Moreover, affordability is a real constraint. There is not just a single capability being pulled forward from the experimentation program but numerous. Funding needs to be spread across many prototypes. Overspending on one will adversely impact others and the overall force balance. In this it should be remembered that the prototype warfare concept envisages fielding many simple capabilities on a rolling basis not a single exquisite one just once.
Supportability of rapidly evolving equipment is a real issue but here the 4IR’s digital thread and twins come into play. The digital thread connects all the 4IR production participants across the equipment’s life cycle so new variants can quickly incorporate availability and reliability improvements. The thread further ensures a well-tracked digital manufacturing database of maintenance items and replacement components is available to all and that these can be readily ordered and dispatched, at times electronically to a distant 3D printer.
Similarly the equipment’s digital twin can assist anyone anywhere in understanding how to support and maintain the equipment.
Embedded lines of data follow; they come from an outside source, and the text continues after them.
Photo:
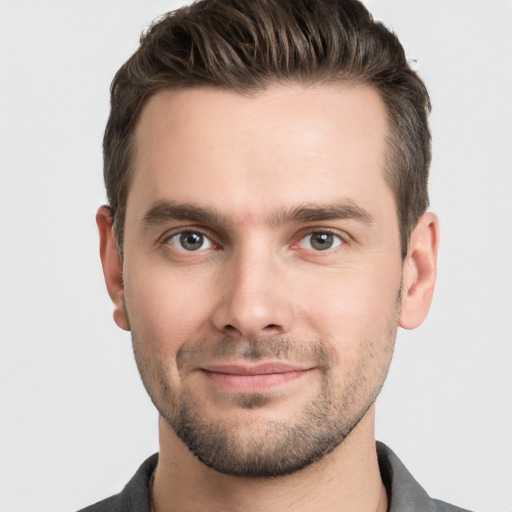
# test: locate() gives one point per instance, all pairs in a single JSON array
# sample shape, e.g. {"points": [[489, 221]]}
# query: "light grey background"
{"points": [[75, 422]]}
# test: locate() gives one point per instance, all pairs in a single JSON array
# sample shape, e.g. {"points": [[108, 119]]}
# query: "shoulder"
{"points": [[404, 492], [135, 497]]}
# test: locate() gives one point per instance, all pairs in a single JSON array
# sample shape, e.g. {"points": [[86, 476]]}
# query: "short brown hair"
{"points": [[245, 46]]}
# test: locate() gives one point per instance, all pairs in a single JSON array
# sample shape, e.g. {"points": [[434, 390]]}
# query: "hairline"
{"points": [[391, 152]]}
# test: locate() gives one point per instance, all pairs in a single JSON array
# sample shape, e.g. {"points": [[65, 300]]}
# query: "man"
{"points": [[266, 165]]}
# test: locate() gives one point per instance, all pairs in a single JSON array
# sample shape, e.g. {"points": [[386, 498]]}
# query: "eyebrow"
{"points": [[166, 211], [313, 213]]}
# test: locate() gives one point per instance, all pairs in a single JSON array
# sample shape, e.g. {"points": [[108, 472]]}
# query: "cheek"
{"points": [[165, 307], [350, 303]]}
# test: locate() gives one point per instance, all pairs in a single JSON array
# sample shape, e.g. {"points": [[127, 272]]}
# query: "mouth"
{"points": [[253, 378]]}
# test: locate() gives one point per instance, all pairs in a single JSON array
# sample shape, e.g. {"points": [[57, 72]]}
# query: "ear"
{"points": [[419, 272], [112, 266]]}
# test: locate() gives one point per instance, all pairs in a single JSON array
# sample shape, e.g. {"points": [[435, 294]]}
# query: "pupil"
{"points": [[191, 241], [322, 241]]}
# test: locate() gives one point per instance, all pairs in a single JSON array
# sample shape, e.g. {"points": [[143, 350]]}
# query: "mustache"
{"points": [[196, 353]]}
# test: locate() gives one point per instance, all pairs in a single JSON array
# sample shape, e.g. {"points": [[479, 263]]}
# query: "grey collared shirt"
{"points": [[404, 493]]}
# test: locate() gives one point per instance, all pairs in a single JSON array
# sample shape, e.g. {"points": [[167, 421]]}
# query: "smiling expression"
{"points": [[262, 269]]}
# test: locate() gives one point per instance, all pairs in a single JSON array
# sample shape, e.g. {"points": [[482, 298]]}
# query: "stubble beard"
{"points": [[272, 448]]}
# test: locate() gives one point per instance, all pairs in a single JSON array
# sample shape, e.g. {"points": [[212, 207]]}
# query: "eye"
{"points": [[190, 241], [320, 241]]}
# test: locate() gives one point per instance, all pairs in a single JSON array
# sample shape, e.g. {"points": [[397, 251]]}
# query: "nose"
{"points": [[256, 301]]}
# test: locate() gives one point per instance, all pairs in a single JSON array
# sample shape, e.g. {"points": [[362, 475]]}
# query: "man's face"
{"points": [[262, 269]]}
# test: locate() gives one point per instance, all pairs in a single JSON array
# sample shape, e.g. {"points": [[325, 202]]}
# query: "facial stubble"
{"points": [[262, 447]]}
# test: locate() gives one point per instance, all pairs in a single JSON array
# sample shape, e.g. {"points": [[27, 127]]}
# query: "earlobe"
{"points": [[112, 266], [419, 272]]}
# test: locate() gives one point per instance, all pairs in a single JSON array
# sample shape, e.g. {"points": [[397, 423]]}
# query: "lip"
{"points": [[253, 378]]}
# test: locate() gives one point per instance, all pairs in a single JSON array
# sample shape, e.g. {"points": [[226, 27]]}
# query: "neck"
{"points": [[347, 480]]}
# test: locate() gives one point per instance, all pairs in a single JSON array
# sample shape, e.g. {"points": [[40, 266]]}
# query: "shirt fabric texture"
{"points": [[405, 494]]}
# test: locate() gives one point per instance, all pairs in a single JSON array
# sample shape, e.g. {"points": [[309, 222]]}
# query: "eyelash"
{"points": [[341, 240]]}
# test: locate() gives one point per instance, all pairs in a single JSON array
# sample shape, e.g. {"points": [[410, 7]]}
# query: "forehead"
{"points": [[287, 145]]}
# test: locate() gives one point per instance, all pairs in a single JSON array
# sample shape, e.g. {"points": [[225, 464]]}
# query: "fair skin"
{"points": [[263, 285]]}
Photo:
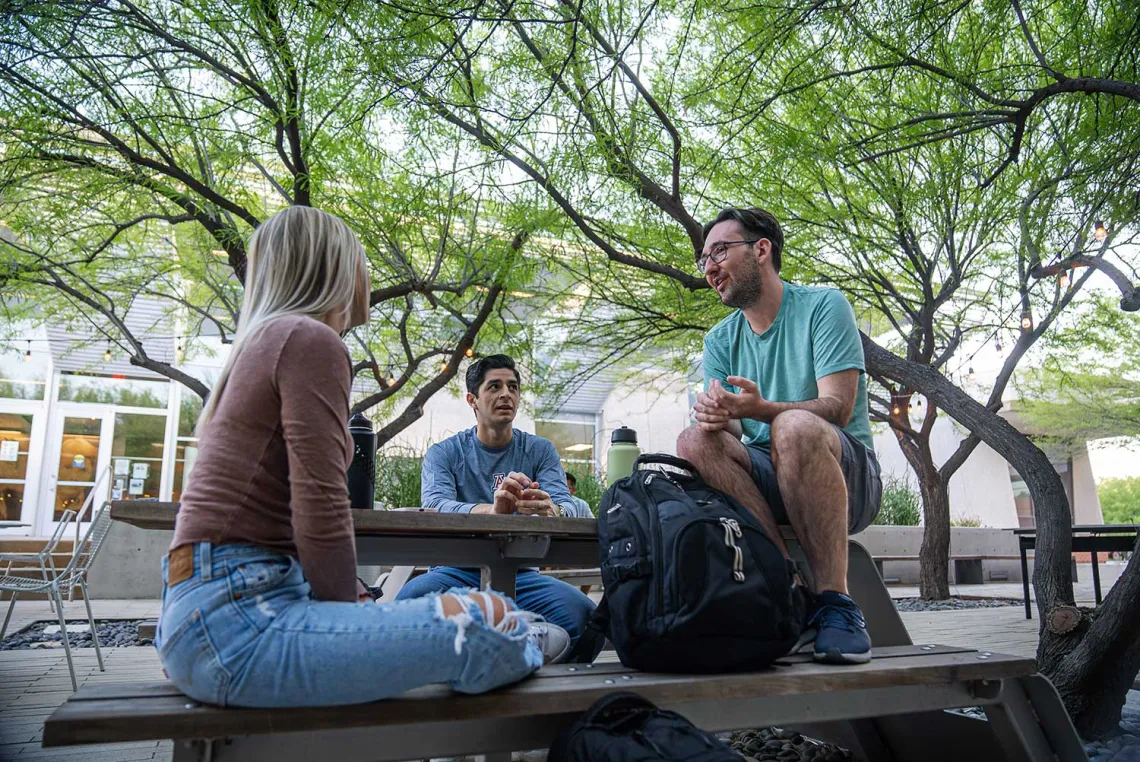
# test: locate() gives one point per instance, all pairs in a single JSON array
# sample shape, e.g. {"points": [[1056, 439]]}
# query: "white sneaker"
{"points": [[551, 639]]}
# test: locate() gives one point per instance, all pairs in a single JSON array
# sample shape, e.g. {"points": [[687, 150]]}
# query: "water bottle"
{"points": [[363, 470], [624, 451]]}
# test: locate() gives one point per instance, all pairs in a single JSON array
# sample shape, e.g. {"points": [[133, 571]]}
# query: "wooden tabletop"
{"points": [[152, 515], [1091, 528]]}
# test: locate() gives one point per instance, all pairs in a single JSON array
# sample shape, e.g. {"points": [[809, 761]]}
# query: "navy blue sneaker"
{"points": [[839, 630]]}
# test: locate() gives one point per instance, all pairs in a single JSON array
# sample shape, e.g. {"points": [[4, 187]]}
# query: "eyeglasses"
{"points": [[718, 252]]}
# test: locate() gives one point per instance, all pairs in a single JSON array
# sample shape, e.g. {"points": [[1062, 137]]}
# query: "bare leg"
{"points": [[806, 454], [723, 462]]}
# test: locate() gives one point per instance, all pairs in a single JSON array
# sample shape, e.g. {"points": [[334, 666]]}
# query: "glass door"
{"points": [[82, 436], [17, 472]]}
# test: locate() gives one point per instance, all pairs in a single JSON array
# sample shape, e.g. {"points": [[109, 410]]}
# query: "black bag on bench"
{"points": [[692, 582], [627, 728]]}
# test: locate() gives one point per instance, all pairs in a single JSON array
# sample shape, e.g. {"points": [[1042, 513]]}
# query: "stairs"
{"points": [[32, 569]]}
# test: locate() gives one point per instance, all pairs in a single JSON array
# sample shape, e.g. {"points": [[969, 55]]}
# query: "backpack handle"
{"points": [[665, 459]]}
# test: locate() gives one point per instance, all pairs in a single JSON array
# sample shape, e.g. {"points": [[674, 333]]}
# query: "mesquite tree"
{"points": [[145, 142], [605, 108]]}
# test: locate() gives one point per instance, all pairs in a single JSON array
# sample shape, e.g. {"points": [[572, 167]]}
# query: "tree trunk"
{"points": [[934, 557], [1094, 664]]}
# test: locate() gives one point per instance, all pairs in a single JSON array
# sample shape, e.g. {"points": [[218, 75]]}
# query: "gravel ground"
{"points": [[111, 633], [776, 745], [953, 604], [1125, 745]]}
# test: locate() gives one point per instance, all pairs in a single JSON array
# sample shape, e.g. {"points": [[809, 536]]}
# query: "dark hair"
{"points": [[478, 371], [758, 224]]}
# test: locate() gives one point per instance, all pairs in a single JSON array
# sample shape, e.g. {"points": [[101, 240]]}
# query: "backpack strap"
{"points": [[665, 459]]}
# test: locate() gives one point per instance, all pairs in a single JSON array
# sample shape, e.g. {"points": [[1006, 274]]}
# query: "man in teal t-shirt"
{"points": [[782, 424]]}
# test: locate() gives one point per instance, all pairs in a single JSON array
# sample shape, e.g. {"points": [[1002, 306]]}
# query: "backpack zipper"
{"points": [[731, 533]]}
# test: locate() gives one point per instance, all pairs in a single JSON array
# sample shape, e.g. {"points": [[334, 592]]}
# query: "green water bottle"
{"points": [[624, 451]]}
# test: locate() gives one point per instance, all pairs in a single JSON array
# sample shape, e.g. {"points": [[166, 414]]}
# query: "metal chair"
{"points": [[73, 574], [45, 557]]}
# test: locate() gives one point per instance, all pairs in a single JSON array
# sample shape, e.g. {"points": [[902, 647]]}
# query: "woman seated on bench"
{"points": [[261, 604]]}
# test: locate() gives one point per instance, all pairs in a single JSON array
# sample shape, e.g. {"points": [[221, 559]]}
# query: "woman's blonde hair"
{"points": [[300, 261]]}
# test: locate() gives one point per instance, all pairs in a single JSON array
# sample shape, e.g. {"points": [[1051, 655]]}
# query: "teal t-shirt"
{"points": [[814, 335]]}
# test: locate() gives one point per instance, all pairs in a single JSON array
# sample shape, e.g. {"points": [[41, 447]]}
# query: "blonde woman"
{"points": [[261, 605]]}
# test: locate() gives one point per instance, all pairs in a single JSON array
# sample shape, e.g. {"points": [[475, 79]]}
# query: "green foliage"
{"points": [[901, 505], [1091, 388], [1120, 500], [398, 477], [589, 487]]}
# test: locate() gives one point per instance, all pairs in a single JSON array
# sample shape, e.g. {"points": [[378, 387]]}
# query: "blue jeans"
{"points": [[553, 599], [244, 631]]}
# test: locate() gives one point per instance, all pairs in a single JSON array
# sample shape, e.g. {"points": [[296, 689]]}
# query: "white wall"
{"points": [[656, 408], [979, 489], [1085, 501]]}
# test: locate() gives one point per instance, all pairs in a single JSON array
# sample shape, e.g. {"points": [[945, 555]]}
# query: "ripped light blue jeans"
{"points": [[244, 631]]}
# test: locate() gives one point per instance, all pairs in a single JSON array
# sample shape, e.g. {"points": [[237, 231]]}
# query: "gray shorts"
{"points": [[861, 472]]}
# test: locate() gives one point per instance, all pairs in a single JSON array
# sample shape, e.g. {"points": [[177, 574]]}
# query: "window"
{"points": [[186, 447], [15, 436], [573, 437], [128, 392], [137, 454], [19, 378]]}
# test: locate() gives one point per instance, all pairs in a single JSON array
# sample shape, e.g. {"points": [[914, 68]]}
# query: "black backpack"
{"points": [[692, 582], [626, 728]]}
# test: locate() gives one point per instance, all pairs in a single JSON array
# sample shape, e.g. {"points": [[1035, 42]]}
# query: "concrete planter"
{"points": [[999, 545]]}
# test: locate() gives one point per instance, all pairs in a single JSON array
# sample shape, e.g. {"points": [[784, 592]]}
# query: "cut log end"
{"points": [[1063, 619]]}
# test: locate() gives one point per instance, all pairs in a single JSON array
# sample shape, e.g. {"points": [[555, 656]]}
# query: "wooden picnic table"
{"points": [[503, 544], [1086, 538], [498, 544]]}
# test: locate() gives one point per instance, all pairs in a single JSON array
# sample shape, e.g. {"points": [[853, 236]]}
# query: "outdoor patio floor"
{"points": [[34, 682]]}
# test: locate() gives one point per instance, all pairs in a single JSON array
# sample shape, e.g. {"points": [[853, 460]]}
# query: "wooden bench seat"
{"points": [[1027, 721]]}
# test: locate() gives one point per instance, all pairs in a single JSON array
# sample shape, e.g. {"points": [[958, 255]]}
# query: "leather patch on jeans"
{"points": [[179, 565]]}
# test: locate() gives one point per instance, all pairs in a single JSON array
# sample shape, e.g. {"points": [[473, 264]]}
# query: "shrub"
{"points": [[398, 471], [902, 505], [1120, 500], [589, 488]]}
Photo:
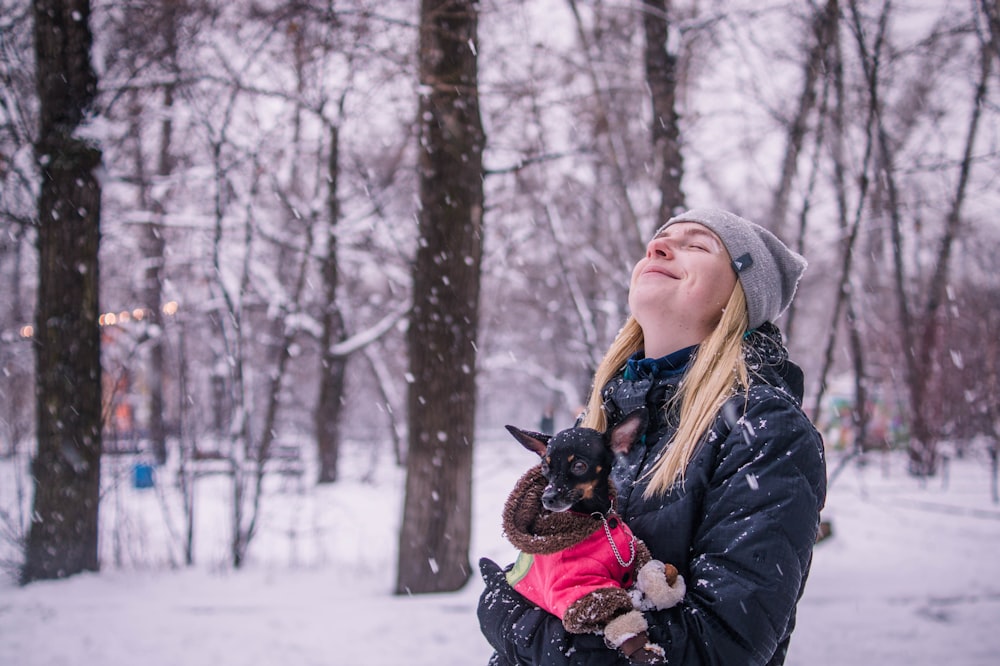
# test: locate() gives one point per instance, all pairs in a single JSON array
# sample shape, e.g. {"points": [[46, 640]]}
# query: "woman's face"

Augmented reality could be used to show maintainers who have never before seen the system how to rapidly diagnose and make repairs. Such systems can also help train the equipment’s operators in the field, possibly using tablets or other mobile devices.
The 4IR bids fair to overturn many of our long-held conceptions of defence equipment manufacturing and long-term support. A hyper-connected warfighter-industry-research defence industrial ecosystem can allow continual innovation, bringing in its wake prototype warfare and the ability to have a rapidly evolving force structure. While only a small fraction of a force structure might use prototype warfare equipment, this may be sufficient to decisively win on the battlefield. The 4IR prototype warfare construct might be the silver bullet needed in the unpredictable, constantly shifting military environment of 21st Century.
[i]. The issues in this post are considerably expanded upon, including with further references, in Peter Layton (2018), Prototype Warfare, Innovation and the Fourth Industrial Age, Canberra: Air Power Development Centre.